Freddie gives her another wide smile, like a cat with feathers sticking out of its mouth. She leans in close, and Will has to keep her eyes from closing as she inhales her peppermint breath.

“Stress-testing.”

Will turns on her heel and walks away.

Jack greets her at the front door. “Latest one’s in the attic. We think he strangled this one, like Holloway.”

Will nods. She lets Jack lead her up the stairs.

“What’s her name?” Will asks.

“What?” Jack says. He turns, at the head of the stairs, to look at her, studies her up and down. “Hardy. Alice Hardy. He left her hanging from the rafters. You got your head on straight?”

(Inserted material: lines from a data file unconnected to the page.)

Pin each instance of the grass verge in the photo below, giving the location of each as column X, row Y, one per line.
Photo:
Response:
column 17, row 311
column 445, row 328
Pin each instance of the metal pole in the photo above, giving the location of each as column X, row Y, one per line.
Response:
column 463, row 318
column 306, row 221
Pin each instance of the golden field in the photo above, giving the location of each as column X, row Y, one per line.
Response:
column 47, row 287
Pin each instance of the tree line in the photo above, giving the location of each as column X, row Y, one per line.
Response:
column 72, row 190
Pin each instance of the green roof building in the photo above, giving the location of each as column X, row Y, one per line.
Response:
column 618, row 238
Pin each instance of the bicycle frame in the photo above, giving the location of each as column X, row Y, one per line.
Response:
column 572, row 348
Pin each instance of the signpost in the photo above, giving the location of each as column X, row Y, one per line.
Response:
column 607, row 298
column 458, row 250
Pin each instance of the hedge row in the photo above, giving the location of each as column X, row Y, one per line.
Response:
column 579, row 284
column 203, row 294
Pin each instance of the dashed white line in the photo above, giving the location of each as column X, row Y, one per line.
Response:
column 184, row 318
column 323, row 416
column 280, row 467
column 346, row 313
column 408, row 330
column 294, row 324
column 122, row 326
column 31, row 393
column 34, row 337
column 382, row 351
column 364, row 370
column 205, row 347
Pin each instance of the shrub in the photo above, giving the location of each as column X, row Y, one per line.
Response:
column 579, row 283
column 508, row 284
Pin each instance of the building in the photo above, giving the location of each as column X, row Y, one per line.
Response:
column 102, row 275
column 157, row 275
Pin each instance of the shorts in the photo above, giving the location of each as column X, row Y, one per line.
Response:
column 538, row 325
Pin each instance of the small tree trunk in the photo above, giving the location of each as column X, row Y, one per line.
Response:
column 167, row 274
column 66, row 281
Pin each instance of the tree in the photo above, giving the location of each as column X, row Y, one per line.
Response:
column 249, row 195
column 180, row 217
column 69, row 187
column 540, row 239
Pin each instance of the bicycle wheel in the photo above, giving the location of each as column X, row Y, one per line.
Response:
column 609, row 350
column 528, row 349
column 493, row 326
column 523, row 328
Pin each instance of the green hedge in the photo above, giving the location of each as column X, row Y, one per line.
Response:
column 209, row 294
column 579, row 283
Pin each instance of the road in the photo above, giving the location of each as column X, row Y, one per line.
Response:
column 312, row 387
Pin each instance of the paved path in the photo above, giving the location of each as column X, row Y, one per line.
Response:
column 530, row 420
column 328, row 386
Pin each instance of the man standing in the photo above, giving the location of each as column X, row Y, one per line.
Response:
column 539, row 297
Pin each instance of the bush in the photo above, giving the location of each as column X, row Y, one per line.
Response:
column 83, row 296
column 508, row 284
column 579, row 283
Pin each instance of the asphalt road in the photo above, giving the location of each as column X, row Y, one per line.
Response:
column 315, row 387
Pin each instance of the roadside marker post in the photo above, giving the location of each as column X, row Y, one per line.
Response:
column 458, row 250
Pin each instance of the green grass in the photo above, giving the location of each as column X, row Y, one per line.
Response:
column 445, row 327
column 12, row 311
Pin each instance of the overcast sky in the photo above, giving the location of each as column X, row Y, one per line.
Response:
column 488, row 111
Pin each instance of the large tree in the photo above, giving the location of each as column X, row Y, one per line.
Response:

“Haven’t lost it yet,” Will reassures. She does not give herself time to take in a breath, ready herself to chart out the next dead girl, to fit the next killer inside of her. She just pushes past him, into the attic, filled with sunlight.

 

* * *

 

Annabelle feeds her: paper-thin slices of melon drizzled in honey and curling mint leaves, veal blackened in brown sugar and wine, roasted figs splitting out of their skins, curls of blood sausages made of apples and cream, soft cheeses on flaking bread, duck stewed with skin and white beans. 

“Did your mother teach you to cook?” Will asks.

Annabelle laughs.

“No,” she says. “No, I studied at a culinary school in France for several years but like all my great loves, I began by teaching myself.”

She beckons Will closer, and Will comes as though a lead has tugged taught between them. Annabelle holds a thin wooden spoon to Will’s mouth, and Will tastes whatever is in it, hot and sweet and red.

 

**Author's Note:**

> Throwing this out there and running. This is the first fic I've written in... oh, something like five years. Crossing my fingers and tentatively sticking my feet into fandom again, with 7000 odd words of unbetaed genderswap rambling nonsense nobody asked for. Most of this was written before "Trou Normand" aired, so it's a little late. There was a draft that actually had somewhat of a plot, but it is not this draft.